Основная черта этого типа — стремление к декадансу и преодоление декаданса. Я, конечно же, говорю о внешнем преодолении.
Говорят, что Сурков учился в Московском институте культуры и бросил его. Говорят, что он выступал в качестве литературного обработчика всевозможной романной беллетристики. Не важно, правда ли это. Важна суть: появление подобных слухов неизменно имеет под собой почву. Хоть какую-то. Никто не будет подобные слухи распускать о любом другом жителе Кремля. Не те типажи.
Сурков — иной.
Что-то почти невыносимое вечно раскалывает этот тип людей: с одной стороны, они всегда презирают всевозможную богему, вялых поэтов со слабым рукопожатием, поэтические томления и рефлексии; с другой — их мучительно тянет в сообщество людей культуры, привлекает терпкий вкус тления, сладостное и столь точно формулируемое — хоть в музыке, хоть в поэзии — ощущение распада.

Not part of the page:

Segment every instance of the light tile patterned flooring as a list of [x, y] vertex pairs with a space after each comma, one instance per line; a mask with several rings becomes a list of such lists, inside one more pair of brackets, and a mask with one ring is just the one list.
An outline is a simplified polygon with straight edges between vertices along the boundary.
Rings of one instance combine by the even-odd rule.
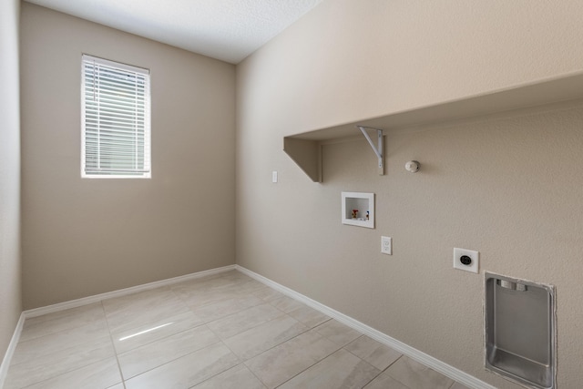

Быть может, на этом фоне они особенно остро чувствуют свою ледяную волю, свое, видите ли, право на власть и на все дела, сопутствующие внедрению повсеместного — в их понимании — порядка.
Ну и, конечно же, к самому понятию «декаданс» они относятся крайне негативно. И декларируют это…
Однажды мне довелось встречаться с Владиславом Сурковым в Кремле. В составе группы российских писателей.
У Суркова мягкие движения и улыбающиеся глаза, которые смотрят собеседнику в переносицу, от чего возникает ощущение, что он видит и тебя, и то, что у тебя за спиной. За три часа общения я ни разу не смог перехватить его взгляд глаза в глаза.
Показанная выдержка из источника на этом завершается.